Bir kısmı tamamen FETÖ tarafından finanse edilen bu araştırmaların
bir kısmı da Gülencilerin olduklarından çok farklı ve tabii ki
istedikleri gibi görünmek konusunda sergiledikleri aşırı dikkatle
araştırmacıları yanıltmaları.
Şerif Mardin bir yerde Gülen hareketini çalışma konusunda
karşılaştığı bu zorluğu aynı şekilde ifade etmişti. Ona göre
harekete mensup olan insanlar bir sosyolojik araştırmacıyı kendi
halinde bırakmıyor, kendilerini açmıyor, herhangi bir konuda
gerçekten kendi düşündüklerini ifade etmek yerine araştırmacıyı
görünür bir biçimde manipüle etmeyi önceliyordu.

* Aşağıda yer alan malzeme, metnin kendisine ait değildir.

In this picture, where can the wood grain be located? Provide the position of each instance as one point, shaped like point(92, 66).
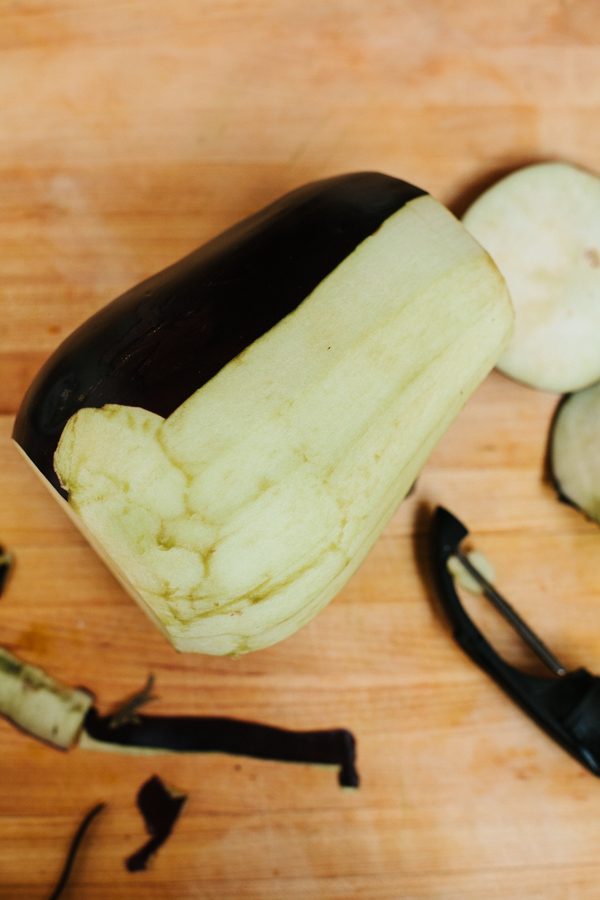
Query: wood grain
point(131, 132)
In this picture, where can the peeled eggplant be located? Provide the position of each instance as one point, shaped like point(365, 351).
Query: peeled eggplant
point(541, 225)
point(233, 434)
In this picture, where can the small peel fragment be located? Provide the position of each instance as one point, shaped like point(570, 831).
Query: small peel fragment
point(160, 807)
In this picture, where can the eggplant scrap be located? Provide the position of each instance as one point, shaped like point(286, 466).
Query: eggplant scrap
point(65, 717)
point(541, 225)
point(233, 434)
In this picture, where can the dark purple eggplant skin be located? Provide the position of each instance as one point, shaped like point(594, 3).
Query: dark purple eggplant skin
point(155, 345)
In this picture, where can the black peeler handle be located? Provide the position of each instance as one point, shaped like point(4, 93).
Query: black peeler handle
point(567, 708)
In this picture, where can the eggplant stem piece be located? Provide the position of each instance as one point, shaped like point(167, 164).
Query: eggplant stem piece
point(73, 850)
point(127, 712)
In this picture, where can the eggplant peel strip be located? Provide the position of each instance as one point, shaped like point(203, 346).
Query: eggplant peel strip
point(65, 717)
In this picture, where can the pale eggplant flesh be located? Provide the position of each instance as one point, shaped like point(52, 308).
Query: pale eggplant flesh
point(233, 434)
point(574, 452)
point(166, 337)
point(541, 225)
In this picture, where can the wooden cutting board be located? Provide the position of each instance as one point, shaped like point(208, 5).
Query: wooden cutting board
point(130, 133)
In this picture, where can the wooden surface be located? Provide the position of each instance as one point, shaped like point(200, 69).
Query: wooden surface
point(132, 131)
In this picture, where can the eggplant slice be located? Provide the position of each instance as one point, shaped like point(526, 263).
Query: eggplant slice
point(575, 451)
point(541, 226)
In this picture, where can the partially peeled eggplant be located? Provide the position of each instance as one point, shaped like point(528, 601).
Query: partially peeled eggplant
point(233, 434)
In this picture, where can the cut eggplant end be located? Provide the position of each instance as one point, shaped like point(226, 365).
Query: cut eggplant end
point(541, 225)
point(234, 515)
point(575, 451)
point(39, 705)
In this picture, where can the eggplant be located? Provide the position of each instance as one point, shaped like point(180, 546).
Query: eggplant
point(575, 451)
point(233, 434)
point(541, 225)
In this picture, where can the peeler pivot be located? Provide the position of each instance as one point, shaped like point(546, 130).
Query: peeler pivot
point(566, 707)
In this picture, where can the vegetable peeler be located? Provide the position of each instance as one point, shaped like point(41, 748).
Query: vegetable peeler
point(567, 704)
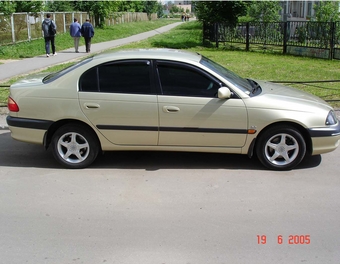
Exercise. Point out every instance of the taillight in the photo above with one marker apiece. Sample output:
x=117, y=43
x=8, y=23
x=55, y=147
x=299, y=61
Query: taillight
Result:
x=12, y=105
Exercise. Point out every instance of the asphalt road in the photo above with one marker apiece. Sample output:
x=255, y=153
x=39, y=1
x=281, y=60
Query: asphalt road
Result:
x=151, y=207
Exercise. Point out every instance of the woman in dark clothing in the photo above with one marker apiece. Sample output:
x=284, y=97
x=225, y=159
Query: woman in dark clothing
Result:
x=87, y=32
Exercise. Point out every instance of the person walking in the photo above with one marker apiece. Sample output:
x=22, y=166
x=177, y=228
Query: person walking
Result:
x=75, y=33
x=87, y=32
x=49, y=29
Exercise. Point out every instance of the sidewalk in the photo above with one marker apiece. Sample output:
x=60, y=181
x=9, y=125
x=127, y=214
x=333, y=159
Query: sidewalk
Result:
x=11, y=69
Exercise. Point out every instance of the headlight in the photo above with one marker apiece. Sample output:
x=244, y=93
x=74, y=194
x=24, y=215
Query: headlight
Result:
x=331, y=119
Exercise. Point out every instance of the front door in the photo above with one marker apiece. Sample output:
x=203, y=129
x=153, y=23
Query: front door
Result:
x=191, y=114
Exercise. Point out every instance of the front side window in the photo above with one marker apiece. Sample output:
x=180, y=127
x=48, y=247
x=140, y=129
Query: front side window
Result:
x=182, y=80
x=132, y=77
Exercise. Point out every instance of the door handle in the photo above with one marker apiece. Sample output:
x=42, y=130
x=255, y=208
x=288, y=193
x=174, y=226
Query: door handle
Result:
x=170, y=109
x=91, y=105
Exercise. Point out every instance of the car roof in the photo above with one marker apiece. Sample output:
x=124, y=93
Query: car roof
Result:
x=165, y=54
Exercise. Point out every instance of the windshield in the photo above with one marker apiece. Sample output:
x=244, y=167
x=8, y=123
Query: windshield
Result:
x=53, y=76
x=233, y=78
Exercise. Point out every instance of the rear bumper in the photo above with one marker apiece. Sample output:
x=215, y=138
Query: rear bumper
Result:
x=28, y=123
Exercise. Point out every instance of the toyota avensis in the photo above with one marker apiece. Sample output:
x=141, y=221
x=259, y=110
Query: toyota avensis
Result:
x=167, y=100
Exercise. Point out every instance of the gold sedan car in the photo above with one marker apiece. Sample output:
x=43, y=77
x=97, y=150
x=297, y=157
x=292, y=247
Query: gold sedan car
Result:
x=167, y=100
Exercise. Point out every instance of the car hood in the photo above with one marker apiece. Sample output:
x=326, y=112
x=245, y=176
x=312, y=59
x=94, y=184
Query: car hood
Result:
x=289, y=95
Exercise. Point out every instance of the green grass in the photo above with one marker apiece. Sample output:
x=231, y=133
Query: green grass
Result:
x=257, y=65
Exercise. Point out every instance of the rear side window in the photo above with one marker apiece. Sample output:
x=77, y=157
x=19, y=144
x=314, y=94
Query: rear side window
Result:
x=132, y=77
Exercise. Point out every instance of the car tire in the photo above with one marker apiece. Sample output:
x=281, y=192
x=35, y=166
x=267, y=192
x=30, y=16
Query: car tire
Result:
x=75, y=146
x=281, y=148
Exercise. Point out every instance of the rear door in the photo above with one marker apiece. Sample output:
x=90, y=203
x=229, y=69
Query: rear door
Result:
x=118, y=98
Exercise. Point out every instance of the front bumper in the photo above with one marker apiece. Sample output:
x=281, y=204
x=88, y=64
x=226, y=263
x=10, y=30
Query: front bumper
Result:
x=325, y=139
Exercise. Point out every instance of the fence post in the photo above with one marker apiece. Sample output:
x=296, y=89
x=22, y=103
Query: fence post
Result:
x=12, y=26
x=332, y=44
x=285, y=38
x=28, y=27
x=247, y=36
x=216, y=33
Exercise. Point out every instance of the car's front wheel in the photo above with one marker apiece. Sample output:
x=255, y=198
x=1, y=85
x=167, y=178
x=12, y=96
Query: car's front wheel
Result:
x=281, y=148
x=74, y=146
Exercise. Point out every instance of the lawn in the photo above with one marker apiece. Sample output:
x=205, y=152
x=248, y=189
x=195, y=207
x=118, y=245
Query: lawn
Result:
x=258, y=65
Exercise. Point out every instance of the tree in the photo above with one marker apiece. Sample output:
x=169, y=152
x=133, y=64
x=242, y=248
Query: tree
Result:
x=59, y=6
x=327, y=11
x=7, y=7
x=29, y=6
x=150, y=7
x=220, y=11
x=264, y=11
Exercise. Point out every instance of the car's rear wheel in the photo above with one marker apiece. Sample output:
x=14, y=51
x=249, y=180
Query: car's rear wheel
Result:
x=74, y=146
x=281, y=148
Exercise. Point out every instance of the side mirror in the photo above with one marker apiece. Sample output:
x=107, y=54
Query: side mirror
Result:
x=224, y=93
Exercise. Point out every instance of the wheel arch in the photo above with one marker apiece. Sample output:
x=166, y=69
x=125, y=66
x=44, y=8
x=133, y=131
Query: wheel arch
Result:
x=56, y=125
x=303, y=131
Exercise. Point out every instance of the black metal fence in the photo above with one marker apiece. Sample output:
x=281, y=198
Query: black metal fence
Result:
x=311, y=39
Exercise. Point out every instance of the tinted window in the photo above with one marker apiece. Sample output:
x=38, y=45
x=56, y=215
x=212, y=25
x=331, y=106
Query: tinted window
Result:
x=182, y=80
x=123, y=77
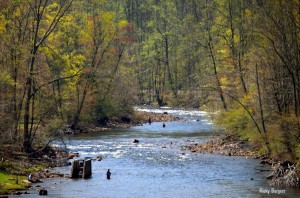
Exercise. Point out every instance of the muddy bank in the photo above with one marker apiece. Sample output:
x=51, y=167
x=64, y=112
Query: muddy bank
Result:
x=281, y=172
x=223, y=145
x=37, y=164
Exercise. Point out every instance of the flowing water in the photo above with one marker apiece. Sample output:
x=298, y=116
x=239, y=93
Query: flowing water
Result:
x=157, y=167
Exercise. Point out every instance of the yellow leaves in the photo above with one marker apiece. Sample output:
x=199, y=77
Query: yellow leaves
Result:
x=123, y=24
x=2, y=24
x=5, y=78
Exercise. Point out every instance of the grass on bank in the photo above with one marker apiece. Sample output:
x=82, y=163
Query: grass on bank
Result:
x=10, y=183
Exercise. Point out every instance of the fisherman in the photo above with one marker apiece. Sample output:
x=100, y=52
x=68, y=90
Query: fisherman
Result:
x=108, y=174
x=30, y=177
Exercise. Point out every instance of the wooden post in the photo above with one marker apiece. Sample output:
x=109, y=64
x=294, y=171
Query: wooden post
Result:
x=87, y=169
x=75, y=169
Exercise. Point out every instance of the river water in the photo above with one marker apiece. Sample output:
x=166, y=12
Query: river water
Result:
x=157, y=167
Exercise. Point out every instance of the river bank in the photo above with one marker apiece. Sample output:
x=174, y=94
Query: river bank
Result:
x=282, y=172
x=16, y=165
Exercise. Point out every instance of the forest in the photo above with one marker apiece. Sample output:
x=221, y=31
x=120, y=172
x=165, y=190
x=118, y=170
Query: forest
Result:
x=70, y=61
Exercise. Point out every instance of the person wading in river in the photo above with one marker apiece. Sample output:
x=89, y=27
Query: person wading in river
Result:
x=108, y=174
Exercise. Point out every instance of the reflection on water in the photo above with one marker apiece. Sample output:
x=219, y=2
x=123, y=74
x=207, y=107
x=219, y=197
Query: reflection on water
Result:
x=156, y=167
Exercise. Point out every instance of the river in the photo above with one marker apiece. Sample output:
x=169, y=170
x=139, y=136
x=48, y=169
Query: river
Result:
x=157, y=167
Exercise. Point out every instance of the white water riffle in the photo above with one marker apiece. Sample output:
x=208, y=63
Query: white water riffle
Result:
x=157, y=166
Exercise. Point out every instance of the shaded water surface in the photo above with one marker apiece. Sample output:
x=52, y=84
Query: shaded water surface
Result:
x=157, y=167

Gerçi bu manipüle edici tavrın bir sosyal bilimciye hareketi
anlamak konusunda mutlaka önemli bir izlenim de vermiş oluyordur,
ama sayıları milyonu aşan bir toplumsallığın sosyolojisini yapmak
konusunda ciddi bir zorluk çıkarmış olduğu da bir gerçek.
Bu konuda ortaya konmuş bir çok sosyal bilim çalışması, o yüzden,
hareketin FETÖ olarak tezahür etmesiyle birlikte tamamen
geçerliliğini kaybetmek durumunda kaldı. Çünkü hareket bu
çalışmalarda tamamen kendini dünyaya pazarlamak istediği gibi, bir
hoşgörü, diyalog, siyaset dışı bir sivil toplum ve gönüllülük
hareketi olarak yansıtmayı başarmıştı.